Laureato in architettura al Politecnico di Torino nel 1939, inizia la sua attività a Milano, dove nel 1947 apre un proprio studio di design. Dalla fine degli anni Cinquanta inizia la sua collaborazione con la Olivetti, per cui progetta, tra l'altro, la calcolatrice Logos 27 (1963), le macchine da scrivere Praxis 48 (1964), la Valentina (con Perry King) e il sistema per ufficio Synthesis (1973), il mainframe Elea 9003, per cui vincerà il Compasso d'oro. La sua ricerca artistica, etica ed esistenziale l`ha portato a contatto col Razionalismo, il Movimento Arte Concreta, lo Spazialismo, la cultura Pop. Ed è attorno agli anni Ottanta che fonda con architetti di livello internazionale il gruppo Memphis assieme a Michele de Lucchi, Hans Hollein, Arata Isozaki, Andrea Branzi.
Sottsass è considerato una figura centrale del design internazionale che ha espresso la sua capacità innovativa soprattutto nella progettazione di mobili. «Per me - ha scritto il grande architetto - il design è un modo di discutere la vita. È un modo di discutere la società, la politica, l`erotismo, il cibo e persino il design. Infine, è un modo di costruire, una possibile utopia figurativa o di costruire una metafora della vita. Certo, per me il design non è limitato dalla necessità di dare più o meno forma a uno stupido prodotto destinato a un`industria più o meno sofisticata; per cui, se devi insegnare qualcosa sul design, devi insegnare prima di tutto qualcosa sulla vita e devi insistere anche spiegando che la tecnologia è una delle metafore della vita».
ETTORE TI VOGLIO BENE - IL GENIO DI SOTTSASS FA 90 CON UNA MOSTRA A TRIESTE...
Enrico Regazzoni per "la Repubblica"
Intervista del 05 Dicembre 2007
Ettore Sottsass, o della facilità. A incontrarlo nella sua casa milanese, a sentirlo parlare con la calma e la semplicità che lo hanno fatto amare non meno delle sue opere, a vedere con quale garbo respinge gli acciacchi dei suoi novant´anni (è nato a Innsbruck nel 1917), sembra che sia facilissimo diventare un architetto di riferimento per tante generazioni, riempire il mondo di oggetti colorati, attraversare la lunga vita restituendo felicità. Ora una grande mostra lo festeggia a Trieste (ideata e curata da Alessio Bozzer, Beatrice Mascellani e Marco Minuz, apre oggi al Salone degli Incanti dell´ex Pescheria, catalogo Electa).

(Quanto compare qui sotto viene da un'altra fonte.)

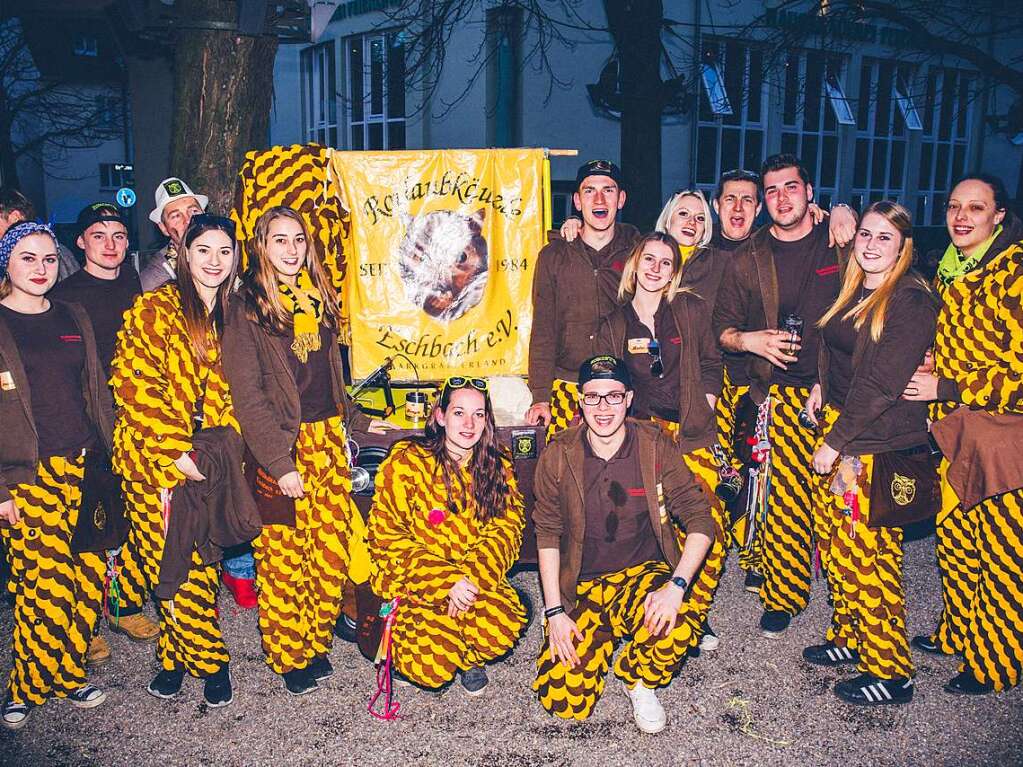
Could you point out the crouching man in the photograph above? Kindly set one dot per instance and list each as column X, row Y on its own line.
column 623, row 531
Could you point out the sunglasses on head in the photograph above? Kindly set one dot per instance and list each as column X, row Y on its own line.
column 462, row 381
column 656, row 367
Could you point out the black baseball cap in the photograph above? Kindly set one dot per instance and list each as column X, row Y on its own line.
column 96, row 213
column 599, row 168
column 605, row 367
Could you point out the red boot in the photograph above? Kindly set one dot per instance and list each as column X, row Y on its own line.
column 242, row 589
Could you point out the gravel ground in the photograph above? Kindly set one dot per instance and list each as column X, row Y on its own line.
column 753, row 702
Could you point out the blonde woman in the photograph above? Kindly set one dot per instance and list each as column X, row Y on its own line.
column 874, row 336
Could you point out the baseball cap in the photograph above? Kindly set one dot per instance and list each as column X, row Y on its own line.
column 605, row 367
column 599, row 168
column 171, row 189
column 97, row 212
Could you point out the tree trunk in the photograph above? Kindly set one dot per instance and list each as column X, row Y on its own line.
column 223, row 88
column 635, row 27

Centotrenta opere organizzate in sette aree tematiche, dall´architettura al design, alla fotografia, al gioiello, al disegno, e un titolo che fa da stemma all´appassionata curiosità che ha sempre spinto il lavoro di Sottsass: "Vorrei sapere perché". Lui minimizza, quasi si parlasse di un altro. E se lo si interroga sul segreto di tanta facilità, taglia corto: «Ho un buon carattere. E, senza presunzione, sono coraggioso».
Ragionando d´architettura, lei chiama spesso in causa i sentimenti. E´ sempre stato così forte il carico emotivo del suo lavoro o è cresciuto con gli anni?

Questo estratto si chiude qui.